Artem Zavalko
About Artem Zavalko
Artem Zavalko is a Software Architect with extensive experience in agile software development, particularly in the banking and finance sector. He has worked at various companies, including DataArt and Finanz Informatik Solutions Plus GmbH, and has contributed to projects focused on handwriting recognition technology.
Work at Finanz Informatik Solutions Plus
Artem Zavalko has been employed at Finanz Informatik Solutions Plus GmbH as a Software Architekt since 2013. He has accumulated over 11 years of experience in this role, contributing to various software architecture projects in Frankfurt am Main, Hesse, Germany. His responsibilities include overseeing technical aspects of software development and ensuring alignment with industry standards.

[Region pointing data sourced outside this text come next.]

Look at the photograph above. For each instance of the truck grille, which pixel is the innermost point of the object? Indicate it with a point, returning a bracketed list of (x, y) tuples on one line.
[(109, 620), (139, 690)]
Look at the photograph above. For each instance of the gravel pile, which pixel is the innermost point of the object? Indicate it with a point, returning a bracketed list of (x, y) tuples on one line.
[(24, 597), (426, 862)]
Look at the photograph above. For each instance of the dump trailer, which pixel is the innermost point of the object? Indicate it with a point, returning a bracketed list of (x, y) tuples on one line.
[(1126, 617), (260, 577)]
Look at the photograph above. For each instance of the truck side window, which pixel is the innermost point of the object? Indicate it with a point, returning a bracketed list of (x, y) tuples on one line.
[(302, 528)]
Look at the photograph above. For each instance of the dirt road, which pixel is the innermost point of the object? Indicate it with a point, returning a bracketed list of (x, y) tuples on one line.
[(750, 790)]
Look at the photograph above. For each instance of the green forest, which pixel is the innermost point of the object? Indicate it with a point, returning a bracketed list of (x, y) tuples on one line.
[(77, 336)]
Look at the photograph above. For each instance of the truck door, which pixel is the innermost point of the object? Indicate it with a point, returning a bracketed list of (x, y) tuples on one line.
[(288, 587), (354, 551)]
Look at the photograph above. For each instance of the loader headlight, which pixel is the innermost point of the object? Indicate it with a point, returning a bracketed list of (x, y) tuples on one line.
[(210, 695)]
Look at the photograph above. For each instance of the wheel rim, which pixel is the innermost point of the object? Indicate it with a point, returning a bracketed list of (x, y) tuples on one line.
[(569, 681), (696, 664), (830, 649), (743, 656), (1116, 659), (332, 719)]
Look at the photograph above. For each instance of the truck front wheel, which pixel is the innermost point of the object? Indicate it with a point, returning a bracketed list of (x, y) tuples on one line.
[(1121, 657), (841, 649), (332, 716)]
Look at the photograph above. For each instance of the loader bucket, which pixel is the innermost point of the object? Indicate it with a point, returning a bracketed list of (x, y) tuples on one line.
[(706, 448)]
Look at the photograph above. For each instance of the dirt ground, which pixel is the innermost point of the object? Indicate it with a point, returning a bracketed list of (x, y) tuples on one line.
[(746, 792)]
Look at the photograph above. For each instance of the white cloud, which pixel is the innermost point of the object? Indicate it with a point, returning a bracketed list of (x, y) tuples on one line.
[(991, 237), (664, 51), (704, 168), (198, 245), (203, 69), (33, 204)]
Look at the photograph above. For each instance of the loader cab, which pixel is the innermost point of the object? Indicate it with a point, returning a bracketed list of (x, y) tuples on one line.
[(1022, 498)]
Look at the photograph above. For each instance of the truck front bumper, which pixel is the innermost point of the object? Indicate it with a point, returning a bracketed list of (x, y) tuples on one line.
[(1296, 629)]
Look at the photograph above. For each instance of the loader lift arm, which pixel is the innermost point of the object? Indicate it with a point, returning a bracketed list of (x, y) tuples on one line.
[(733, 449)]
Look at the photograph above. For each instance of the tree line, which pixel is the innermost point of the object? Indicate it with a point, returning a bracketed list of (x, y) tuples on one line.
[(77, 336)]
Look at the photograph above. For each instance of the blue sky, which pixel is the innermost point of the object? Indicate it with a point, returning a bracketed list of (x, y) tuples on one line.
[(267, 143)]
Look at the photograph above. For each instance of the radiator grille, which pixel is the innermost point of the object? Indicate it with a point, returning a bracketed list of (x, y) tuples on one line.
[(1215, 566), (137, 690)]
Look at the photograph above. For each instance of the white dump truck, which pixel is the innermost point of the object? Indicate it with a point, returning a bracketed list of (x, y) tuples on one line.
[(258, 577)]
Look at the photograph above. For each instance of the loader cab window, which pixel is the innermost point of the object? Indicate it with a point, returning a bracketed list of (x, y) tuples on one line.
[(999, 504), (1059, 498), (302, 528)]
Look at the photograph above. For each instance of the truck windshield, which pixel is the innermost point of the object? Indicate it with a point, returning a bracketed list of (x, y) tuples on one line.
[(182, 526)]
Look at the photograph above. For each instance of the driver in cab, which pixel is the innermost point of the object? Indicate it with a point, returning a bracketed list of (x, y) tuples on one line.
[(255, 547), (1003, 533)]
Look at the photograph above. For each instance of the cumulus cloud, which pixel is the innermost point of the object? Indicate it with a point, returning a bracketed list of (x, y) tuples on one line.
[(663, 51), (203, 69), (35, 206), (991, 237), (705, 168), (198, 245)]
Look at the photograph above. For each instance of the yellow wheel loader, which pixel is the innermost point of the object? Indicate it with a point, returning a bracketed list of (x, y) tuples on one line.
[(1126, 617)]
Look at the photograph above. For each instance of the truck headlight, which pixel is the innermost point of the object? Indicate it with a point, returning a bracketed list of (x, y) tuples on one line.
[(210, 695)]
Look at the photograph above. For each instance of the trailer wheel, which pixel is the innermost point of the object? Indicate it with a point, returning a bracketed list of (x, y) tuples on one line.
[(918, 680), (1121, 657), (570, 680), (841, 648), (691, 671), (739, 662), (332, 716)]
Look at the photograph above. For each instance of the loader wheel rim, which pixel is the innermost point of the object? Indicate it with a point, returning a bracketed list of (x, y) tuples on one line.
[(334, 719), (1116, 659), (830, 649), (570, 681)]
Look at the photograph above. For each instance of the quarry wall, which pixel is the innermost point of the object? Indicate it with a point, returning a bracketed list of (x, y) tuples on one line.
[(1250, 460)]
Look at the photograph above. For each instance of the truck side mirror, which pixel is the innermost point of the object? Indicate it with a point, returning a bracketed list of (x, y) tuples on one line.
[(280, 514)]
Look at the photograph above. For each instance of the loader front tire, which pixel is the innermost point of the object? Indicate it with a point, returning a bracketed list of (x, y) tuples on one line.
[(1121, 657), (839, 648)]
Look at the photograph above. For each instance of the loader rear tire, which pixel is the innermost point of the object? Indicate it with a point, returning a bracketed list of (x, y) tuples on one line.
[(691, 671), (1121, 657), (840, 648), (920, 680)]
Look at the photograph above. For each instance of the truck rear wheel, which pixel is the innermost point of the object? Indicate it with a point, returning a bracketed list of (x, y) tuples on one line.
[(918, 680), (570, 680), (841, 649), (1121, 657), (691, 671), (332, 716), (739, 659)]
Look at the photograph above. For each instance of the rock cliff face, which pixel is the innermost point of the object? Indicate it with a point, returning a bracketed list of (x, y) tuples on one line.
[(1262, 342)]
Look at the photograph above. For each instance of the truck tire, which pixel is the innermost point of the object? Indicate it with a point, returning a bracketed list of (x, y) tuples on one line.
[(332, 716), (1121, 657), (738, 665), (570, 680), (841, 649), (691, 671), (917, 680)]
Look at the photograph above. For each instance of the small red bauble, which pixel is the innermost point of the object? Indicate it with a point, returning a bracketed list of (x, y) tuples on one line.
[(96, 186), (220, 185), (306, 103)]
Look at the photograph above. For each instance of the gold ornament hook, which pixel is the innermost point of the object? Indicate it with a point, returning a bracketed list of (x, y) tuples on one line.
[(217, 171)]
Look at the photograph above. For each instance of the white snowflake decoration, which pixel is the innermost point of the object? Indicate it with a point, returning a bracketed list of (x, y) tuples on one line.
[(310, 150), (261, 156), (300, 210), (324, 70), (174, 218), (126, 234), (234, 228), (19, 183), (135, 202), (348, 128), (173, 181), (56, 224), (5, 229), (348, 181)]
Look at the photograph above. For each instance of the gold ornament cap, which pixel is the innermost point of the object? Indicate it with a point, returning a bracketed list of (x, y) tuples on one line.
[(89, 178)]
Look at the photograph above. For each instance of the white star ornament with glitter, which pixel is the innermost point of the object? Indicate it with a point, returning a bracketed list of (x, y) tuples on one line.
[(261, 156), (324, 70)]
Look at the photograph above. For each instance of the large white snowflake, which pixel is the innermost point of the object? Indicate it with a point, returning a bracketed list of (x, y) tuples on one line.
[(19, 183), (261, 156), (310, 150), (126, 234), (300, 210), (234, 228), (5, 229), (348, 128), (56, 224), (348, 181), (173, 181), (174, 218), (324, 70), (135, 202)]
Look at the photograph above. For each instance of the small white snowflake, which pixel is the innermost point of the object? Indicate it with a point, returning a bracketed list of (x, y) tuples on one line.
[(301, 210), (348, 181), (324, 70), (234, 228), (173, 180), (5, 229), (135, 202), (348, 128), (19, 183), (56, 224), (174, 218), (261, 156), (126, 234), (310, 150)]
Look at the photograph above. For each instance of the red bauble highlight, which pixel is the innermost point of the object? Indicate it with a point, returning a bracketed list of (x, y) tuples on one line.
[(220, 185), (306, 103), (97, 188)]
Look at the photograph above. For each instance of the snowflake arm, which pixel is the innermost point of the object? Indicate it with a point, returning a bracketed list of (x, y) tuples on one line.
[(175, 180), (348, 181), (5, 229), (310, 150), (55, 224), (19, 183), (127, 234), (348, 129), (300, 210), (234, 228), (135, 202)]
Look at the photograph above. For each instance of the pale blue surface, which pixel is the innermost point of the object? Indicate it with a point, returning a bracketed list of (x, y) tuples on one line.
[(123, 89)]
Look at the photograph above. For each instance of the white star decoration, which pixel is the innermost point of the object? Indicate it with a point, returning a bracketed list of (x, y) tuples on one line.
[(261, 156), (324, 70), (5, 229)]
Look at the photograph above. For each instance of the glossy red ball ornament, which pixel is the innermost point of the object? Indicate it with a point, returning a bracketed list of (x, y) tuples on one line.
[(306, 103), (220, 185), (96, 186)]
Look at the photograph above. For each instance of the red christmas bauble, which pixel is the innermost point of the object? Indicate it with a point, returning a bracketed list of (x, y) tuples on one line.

Previous Experience at DataArt
Prior to his current role, Artem Zavalko worked at DataArt as a Senior Software Entwickler from 2007 to 2011. During his four years in St. Petersburg, he gained valuable experience in software development, which laid the foundation for his future roles in software architecture.
Experience at Pixell, The Amadeus Leisure Group
From 2011 to 2013, Artem Zavalko served as a Software Architekt and Senior Software Entwickler at Pixell, The Amadeus Leisure Group, located in the Bonn Area, Germany. His two-year tenure involved significant contributions to software architecture and development, enhancing his expertise in the field.
Education and Expertise
Artem Zavalko studied at ITMO University from 2007 to 2010, where he earned a Dipl.-Ing. in Informationssysteme und Technologien. He also attended Bratsk Staatliche Universität from 2003 to 2007, focusing on the same field. His educational background supports his extensive experience in agile software development, particularly within the banking and finance sector.
Projects and Contributions
Artem Zavalko has been involved in several notable projects, including efforts to reduce handwriting recognition error rates to 2%. He co-authored an article on handwriting recognition using a Convolutional Neural Network (CNN) and experimented with JavaCNN and Deeplearning4J for neural network configurations. His work includes optimizing a CNN to achieve a 98% accuracy rate in recognizing handwritten digits and developing a solution for the automatic recognition of handwritten tax ID numbers.